Behind the long bar, customers will find 30 German beers on tap and another 50 in bottles, including some that had never before been available in the United States.
The restaurant takes the lead for all the city’s Germany-related festivals, closing its block for both Oktoberfest and Maifest in the spring.
Last fall it expanded the party to a former armory that welcomed 5,000 revelers. Day to day, though, customers come back for a menu that embraces tradition but changes with the seasons.
German Tourist Club (30 Ridge Ave, Mill Valley, CA 94941 · website)
A 100-year-old alpine lodge in the middle of the Muir Woods greets the hikers who can find it just north of San Francisco.
A branch of the Austria-founded Nature Friends Tourist Club, the lodge allows non-members to visit during festivals and on limited guest days. They’re announced on the website, which lists GPS coordinates for its location rather than an address.
Hikers who come for an afternoon respite of hiking the Dipsea, Sun and Redwood trails will find expansive views to the west.
Besides beer and wine, they usually only have light snacks such as chips and cured sausage sticks available, but you can bring your own sandwich to enjoy at the outdoor picnic tables. Be aware it’s cash only, and there’s no ATM for miles.
Old Heidelberg (8660 N Main St. Helen, GA 30545 · website)
Tucked in a corner of northeast Georgia not far from the end of the Appalachian Trail, the former logging village of Helen had been declining for years when the town decided to remake itself in the style of an alpine village in the 1960s.
Thinking the move would attract tourists, they decreed an Old-German look for all the buildings in town. It wasn’t until Old Heidelberg opened in 1975 that any restaurant there served German food, but now even the chain restaurants sling burgers from half-timbered houses with gingerbread trim.
Old Heidelberg sits on Main Street at the center of the tiny town’s kitschy glory, surrounded by forested hills a couple hours’ drive from Atlanta. It’s a solid option for schnitzel and sausages with an expansive beer garden out front.
Heidelberg (1648 Second Avenue, New York, 10028 · website)
The second place named Heidelberg on this list couldn’t have a more different location than the first. But this Upper East Side classic also comes with all the trappings of what most people would expect from one of the oldest German restaurants in the United States — huge hunks of pork, crispy schnitzels, crunchy potato pancakes and bountiful platters of six kinds of sausages.
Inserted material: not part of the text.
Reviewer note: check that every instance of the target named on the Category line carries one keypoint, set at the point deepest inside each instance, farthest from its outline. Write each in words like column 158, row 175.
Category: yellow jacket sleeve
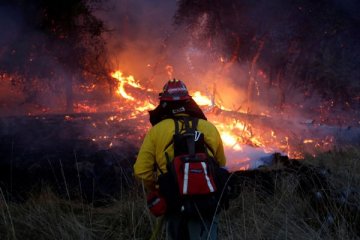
column 144, row 165
column 158, row 143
The recipes haven’t changed since it opened in 1936, when Yorkville was an immigrant enclave with a main drag that people called “Goulash Avenue.” It’s the only one of at least 10 eateries that remain from that time.
The place clearly has a multi-generational appeal for fans who praise the restaurant’s authenticity.
Further downtown, the beer garden Loreley (around the corner from Paulener Brauhaus) (7 Rivington St, New York, New York 10002 · website) offers a German menu that’s a little more refined with influences from Cologne — but they also do Taco Tuesdays.